Churchill Downs and Keeneland are working closely with the Tourism, Arts and Heritage Cabinet and other state and local officials on a number of incentives and necessary infrastructure improvements to bring the Corbin and Oak Grove facilities to fruition.
“Corbin is thrilled to be a part of this historic venture between two of the horse racing industry's most iconic names,” Corbin Mayor Willard McBurney said. “The new racing facility will be a welcome addition to our city's already long list of sites and attractions for local residents and visitors.”
“We are proud of the significant investment Churchill Downs and Keeneland are committed to making in our community, and are excited to see the infusion of tourism, economic development and new jobs it will bring to Oak Grove and Christian County,” Oak Grove Mayor Bea Burt said.
Each facility is contingent on receipt of an initial pari-mutuel racing license by the Kentucky Horse Racing Commission, and Churchill Downs and Keeneland are filing their applications with the commission today.
“Churchill Downs and Keeneland have the support of the Kentucky Thoroughbred Association as they move forward with their plans to bring two new racing facilities to our state,” Morris said. “The proposed facilities will benefit our industry and the Commonwealth as a whole through new jobs, greater revenues and more tourism.”
“The Kentucky Horsemen's Benevolent and Protective Association is excited for what this announcement means for our sport,” Maline said. “We represent more than 6,000 owners and trainers who depend on a strong racing industry, and we know this historic partnership will help draw the eyes of millions to Kentucky's signature industry.”
For more information, visit www.historicpartnership.com.
Kentucky Downs issued the following statement concerning the planned gambling facility in Oak Grove:
Statement from Kentucky Downs president Corey Johnsen on Churchill Downs and Keeneland's proposed plan to build a track in Oak Grove, Ky.:
“We are disappointed at the announcement of Churchill Downs and Keeneland's plans to pursue a racetrack license in Oak Grove.
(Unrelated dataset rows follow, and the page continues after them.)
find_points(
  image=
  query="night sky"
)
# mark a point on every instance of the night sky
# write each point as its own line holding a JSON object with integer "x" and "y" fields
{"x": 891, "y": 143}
Nashville is the primary market for Kentucky Downs. A track a short drive away in Oak Grove would provide undue competition to Kentucky Downs' already-established and successful historical horse racing, simulcasting and live-racing operations.
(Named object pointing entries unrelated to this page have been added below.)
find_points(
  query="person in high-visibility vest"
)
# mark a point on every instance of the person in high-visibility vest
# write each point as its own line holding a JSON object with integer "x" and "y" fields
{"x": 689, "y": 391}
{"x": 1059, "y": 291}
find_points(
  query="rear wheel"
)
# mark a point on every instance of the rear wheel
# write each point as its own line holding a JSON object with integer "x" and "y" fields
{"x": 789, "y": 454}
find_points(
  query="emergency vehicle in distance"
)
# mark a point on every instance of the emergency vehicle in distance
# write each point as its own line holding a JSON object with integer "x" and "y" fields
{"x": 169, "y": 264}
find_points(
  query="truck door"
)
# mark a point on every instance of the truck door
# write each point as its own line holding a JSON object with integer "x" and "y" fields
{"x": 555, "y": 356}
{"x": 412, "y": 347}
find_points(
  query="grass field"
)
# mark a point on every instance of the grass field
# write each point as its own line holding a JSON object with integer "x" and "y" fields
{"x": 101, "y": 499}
“It makes no sense to put a new track in an existing track's market. We would never consider applying for a racetrack license in close proximity to Louisville or Lexington, such as Elizabethtown or Georgetown.
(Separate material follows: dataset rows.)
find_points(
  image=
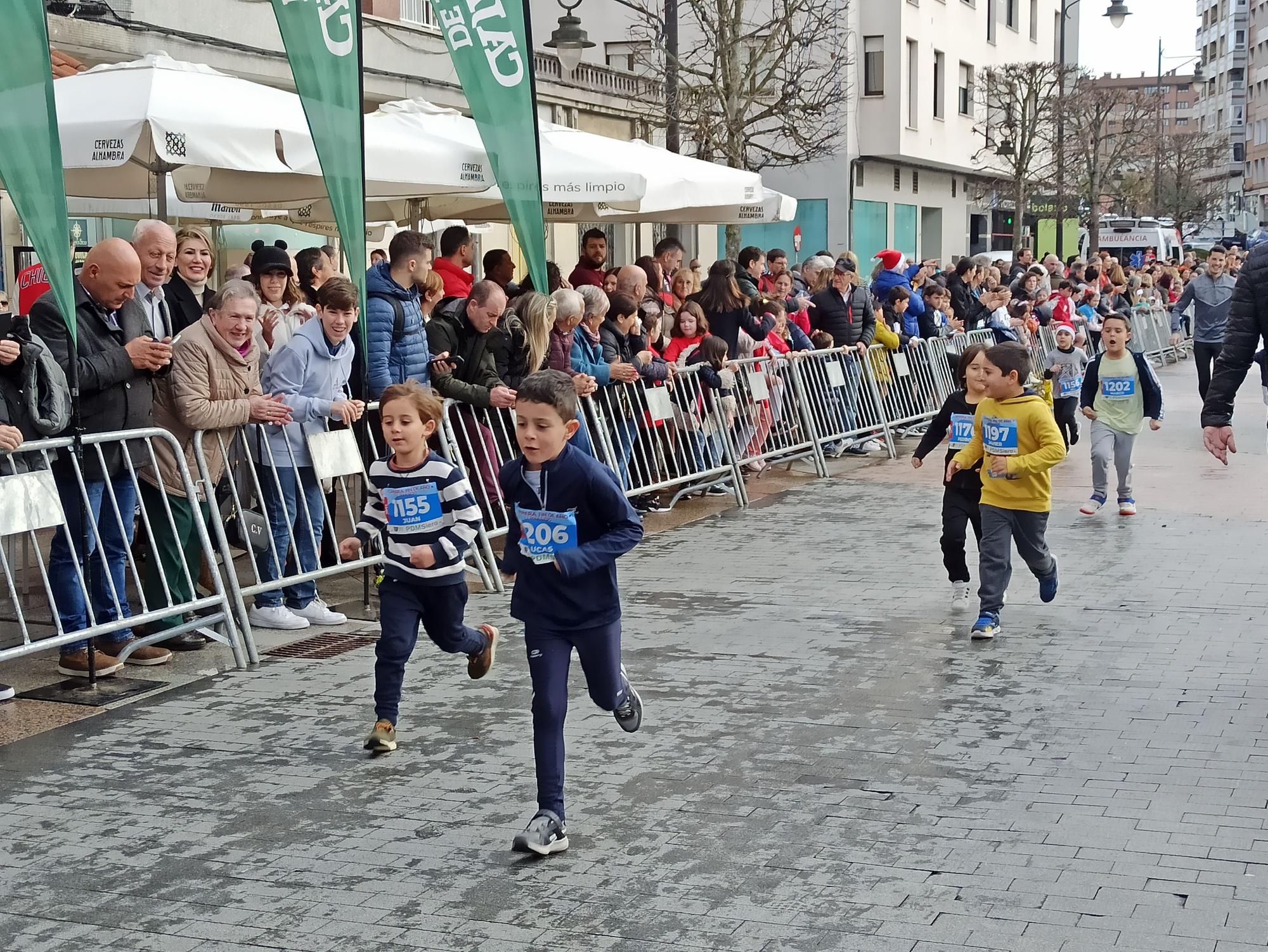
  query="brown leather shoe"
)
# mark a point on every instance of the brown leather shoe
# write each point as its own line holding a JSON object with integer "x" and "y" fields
{"x": 479, "y": 665}
{"x": 148, "y": 656}
{"x": 75, "y": 665}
“We just completed a record-shattering meet, paying horsemen the best purses in North America while getting accolades from horseplayers for keeping our takeout rates low. We have worked hard to be a good citizen and improve the entire Kentucky circuit. In the past, Kentucky Downs has sent Kentucky-bred purse supplements to the state's other thoroughbred tracks, including Churchill Downs and Keeneland. In cooperation with the Kentucky HBPA, we moved $3 million in purses and KTDF funds to Ellis Park the past two summers, kindling that track's own record meets, thereby keeping racehorses and jobs in the commonwealth to the benefit of everyone, including Churchill and Keeneland's fall meets.”